– Вот, сударь! – сказал он, указывая на группу церквей и башен, которые подымались вдали из средины бесчисленных кровель. – Вон, сударь, Кремль, Иван Великий, святые соборы, терема царские!..
Правду сказал Пушкин:
Москва… Как много в этом звуке
Для сердца русского слилось!..
Да, Москва, Кремль, Иван Великий – волшебные слова! Как сильно потрясают они душу каждого русского… Каждого?.. Полно, так ли? О, без всякого сомнения, ведь я называю русским не того только, кто носит русское имя, родился в России и по ее милости имеет хлеб насущный, – нет! Для этого необходимо еще небольшое условие… «У меня очень много родственников, – сказал однажды приятель мой Зарецкий, – да не все они мои родные. Тот мне вовсе чужой, кто зовет меня роднею потому только, что носит одну со мною фамилию, а кто истинно меня любит, тому не нужно быть моим однофамильцем: я и без этого готов назвать его родным братом».
Я не долго мог любоваться великолепной панорамой Москвы, вместе с приближением к заставе она спряталась опять за домами некрасивого предместья. Измученные пощади давно уже тащились шагом, а я шел пешком подле моей повозки, почти у самого въезда в Новую деревню, слободу, идущую от Рогожской заставы, я поравнялся с человеком пожилых лет, в сером опрятном сюртуке и круглой шляпе с большими полями. Опираясь на трость и волоча с усилием правую ногу, он едва подвигался вперед.
– Вы, кажется, с трудом идете? – сказал я, подойдя к этому господину.
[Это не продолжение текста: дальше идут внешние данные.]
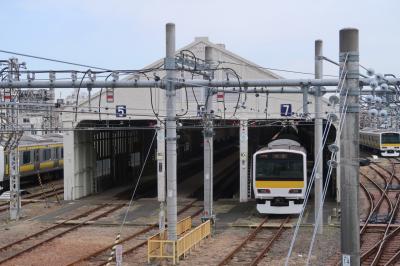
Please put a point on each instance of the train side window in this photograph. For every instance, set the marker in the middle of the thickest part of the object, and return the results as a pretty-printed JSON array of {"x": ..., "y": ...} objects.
[
  {"x": 46, "y": 154},
  {"x": 26, "y": 157}
]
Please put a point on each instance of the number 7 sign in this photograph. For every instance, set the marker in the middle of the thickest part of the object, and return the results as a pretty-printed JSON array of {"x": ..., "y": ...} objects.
[{"x": 286, "y": 109}]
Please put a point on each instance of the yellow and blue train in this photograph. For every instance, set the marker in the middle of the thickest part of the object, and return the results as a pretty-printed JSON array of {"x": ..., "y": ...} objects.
[
  {"x": 37, "y": 155},
  {"x": 385, "y": 142},
  {"x": 280, "y": 176}
]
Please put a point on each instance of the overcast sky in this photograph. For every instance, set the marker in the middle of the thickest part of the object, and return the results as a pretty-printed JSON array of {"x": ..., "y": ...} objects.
[{"x": 122, "y": 34}]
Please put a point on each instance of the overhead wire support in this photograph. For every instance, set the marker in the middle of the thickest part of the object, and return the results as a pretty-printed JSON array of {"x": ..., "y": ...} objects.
[{"x": 228, "y": 84}]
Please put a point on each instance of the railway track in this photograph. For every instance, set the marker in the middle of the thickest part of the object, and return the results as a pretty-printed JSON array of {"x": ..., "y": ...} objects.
[
  {"x": 380, "y": 233},
  {"x": 380, "y": 239},
  {"x": 31, "y": 198},
  {"x": 254, "y": 247},
  {"x": 131, "y": 242},
  {"x": 20, "y": 247}
]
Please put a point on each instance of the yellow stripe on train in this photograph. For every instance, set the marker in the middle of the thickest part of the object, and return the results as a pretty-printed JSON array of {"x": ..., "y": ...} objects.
[
  {"x": 279, "y": 184},
  {"x": 396, "y": 145},
  {"x": 46, "y": 165}
]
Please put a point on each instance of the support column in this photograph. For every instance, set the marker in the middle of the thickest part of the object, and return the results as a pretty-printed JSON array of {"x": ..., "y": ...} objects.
[
  {"x": 161, "y": 173},
  {"x": 318, "y": 139},
  {"x": 171, "y": 131},
  {"x": 349, "y": 148},
  {"x": 69, "y": 164},
  {"x": 305, "y": 101},
  {"x": 208, "y": 133},
  {"x": 244, "y": 184},
  {"x": 15, "y": 198}
]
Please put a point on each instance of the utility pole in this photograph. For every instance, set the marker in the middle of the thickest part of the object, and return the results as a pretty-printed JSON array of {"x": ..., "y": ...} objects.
[
  {"x": 12, "y": 121},
  {"x": 318, "y": 139},
  {"x": 305, "y": 100},
  {"x": 170, "y": 92},
  {"x": 208, "y": 134},
  {"x": 349, "y": 147}
]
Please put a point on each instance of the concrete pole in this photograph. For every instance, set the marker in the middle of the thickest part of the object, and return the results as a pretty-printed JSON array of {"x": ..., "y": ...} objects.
[
  {"x": 305, "y": 101},
  {"x": 171, "y": 131},
  {"x": 12, "y": 120},
  {"x": 161, "y": 174},
  {"x": 243, "y": 167},
  {"x": 318, "y": 138},
  {"x": 208, "y": 144},
  {"x": 349, "y": 148}
]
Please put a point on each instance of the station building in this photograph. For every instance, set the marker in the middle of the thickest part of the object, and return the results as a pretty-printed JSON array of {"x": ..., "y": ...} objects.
[{"x": 104, "y": 150}]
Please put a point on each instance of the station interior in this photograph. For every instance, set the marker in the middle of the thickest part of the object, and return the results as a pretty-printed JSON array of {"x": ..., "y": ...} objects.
[{"x": 120, "y": 147}]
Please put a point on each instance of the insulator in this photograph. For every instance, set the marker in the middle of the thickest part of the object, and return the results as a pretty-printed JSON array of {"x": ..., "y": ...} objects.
[
  {"x": 383, "y": 113},
  {"x": 373, "y": 84},
  {"x": 333, "y": 148},
  {"x": 332, "y": 163},
  {"x": 373, "y": 112},
  {"x": 333, "y": 99},
  {"x": 332, "y": 117},
  {"x": 370, "y": 72}
]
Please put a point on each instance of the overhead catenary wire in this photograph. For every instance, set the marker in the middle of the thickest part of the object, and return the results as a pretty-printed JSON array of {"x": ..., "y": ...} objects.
[{"x": 312, "y": 178}]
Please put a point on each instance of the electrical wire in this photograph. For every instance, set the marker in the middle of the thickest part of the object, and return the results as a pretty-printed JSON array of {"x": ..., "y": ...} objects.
[{"x": 52, "y": 60}]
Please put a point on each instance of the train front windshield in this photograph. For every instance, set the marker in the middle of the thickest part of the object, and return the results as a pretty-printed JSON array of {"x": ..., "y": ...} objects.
[
  {"x": 389, "y": 138},
  {"x": 279, "y": 166}
]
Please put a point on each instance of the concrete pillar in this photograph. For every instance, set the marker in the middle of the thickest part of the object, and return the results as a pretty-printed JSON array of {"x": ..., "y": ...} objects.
[
  {"x": 349, "y": 148},
  {"x": 161, "y": 173},
  {"x": 318, "y": 138},
  {"x": 305, "y": 101},
  {"x": 171, "y": 131},
  {"x": 208, "y": 144},
  {"x": 243, "y": 161},
  {"x": 69, "y": 164}
]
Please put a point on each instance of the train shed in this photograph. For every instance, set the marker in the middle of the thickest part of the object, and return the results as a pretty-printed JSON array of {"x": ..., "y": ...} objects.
[{"x": 110, "y": 136}]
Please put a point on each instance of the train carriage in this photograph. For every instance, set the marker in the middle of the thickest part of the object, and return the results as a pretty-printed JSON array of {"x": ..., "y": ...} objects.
[
  {"x": 36, "y": 155},
  {"x": 386, "y": 143},
  {"x": 280, "y": 177}
]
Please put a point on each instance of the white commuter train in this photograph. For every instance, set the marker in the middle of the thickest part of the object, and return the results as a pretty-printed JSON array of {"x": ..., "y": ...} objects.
[
  {"x": 280, "y": 177},
  {"x": 385, "y": 142}
]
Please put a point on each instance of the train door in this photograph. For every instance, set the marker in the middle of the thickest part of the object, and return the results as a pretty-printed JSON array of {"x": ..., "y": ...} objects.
[{"x": 36, "y": 159}]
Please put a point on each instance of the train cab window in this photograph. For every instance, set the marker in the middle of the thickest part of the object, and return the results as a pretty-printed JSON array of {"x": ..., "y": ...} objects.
[
  {"x": 389, "y": 138},
  {"x": 46, "y": 154},
  {"x": 26, "y": 157},
  {"x": 279, "y": 166}
]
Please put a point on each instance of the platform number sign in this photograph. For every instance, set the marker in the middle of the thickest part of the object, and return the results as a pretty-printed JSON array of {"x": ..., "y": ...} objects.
[
  {"x": 286, "y": 109},
  {"x": 120, "y": 111}
]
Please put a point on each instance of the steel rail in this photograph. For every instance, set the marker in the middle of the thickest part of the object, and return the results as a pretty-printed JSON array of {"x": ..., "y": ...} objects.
[
  {"x": 380, "y": 250},
  {"x": 50, "y": 228},
  {"x": 48, "y": 195},
  {"x": 145, "y": 241},
  {"x": 270, "y": 243},
  {"x": 247, "y": 239},
  {"x": 33, "y": 195},
  {"x": 143, "y": 231}
]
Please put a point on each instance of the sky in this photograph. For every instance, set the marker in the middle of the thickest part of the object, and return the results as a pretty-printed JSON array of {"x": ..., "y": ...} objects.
[{"x": 130, "y": 34}]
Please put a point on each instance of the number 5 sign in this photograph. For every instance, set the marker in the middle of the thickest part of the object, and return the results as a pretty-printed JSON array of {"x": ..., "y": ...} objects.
[
  {"x": 120, "y": 111},
  {"x": 286, "y": 109}
]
– Да, батюшка! – отвечал он, приподнимая вежливо свою шляпу. – Вот четверть часа назад я шел почти так же бодро, как вы.
– Что ж с вами случилось?
– Сам виноват: хотел перепрыгнуть через канаву, оступился и теперь вовсе не могу стать на правую ногу.
– Вы, может быть, ее вывихнули?
– Авось нет, батюшка, а кажется, жилу потянул.
– Как же вы дойдете до дому?
– Дотащусь как-нибудь. Я живу близехонько отсюда, в Рогожской, против самого Андроньевского монастыря.
– Да не угодно ли, я вас подвезу.
– Сделайте милость, батюшка! Уж в самом деле, не повредил ли я ноги: что-то больно расходилась!
При помощи Егора и моей старик сел в повозку, я поместился подле него.
– Дай бог вам здоровья! – сказал он. – Вот теперь мне как будто бы полегче, а если бы пришлось тащиться до дому пешком, так я очень бы натрудил больную ногу, и как мне пришло в голову, что я могу еще прыгать? Пора бы, кажется, перестать резвиться: седьмой десяток доживаю.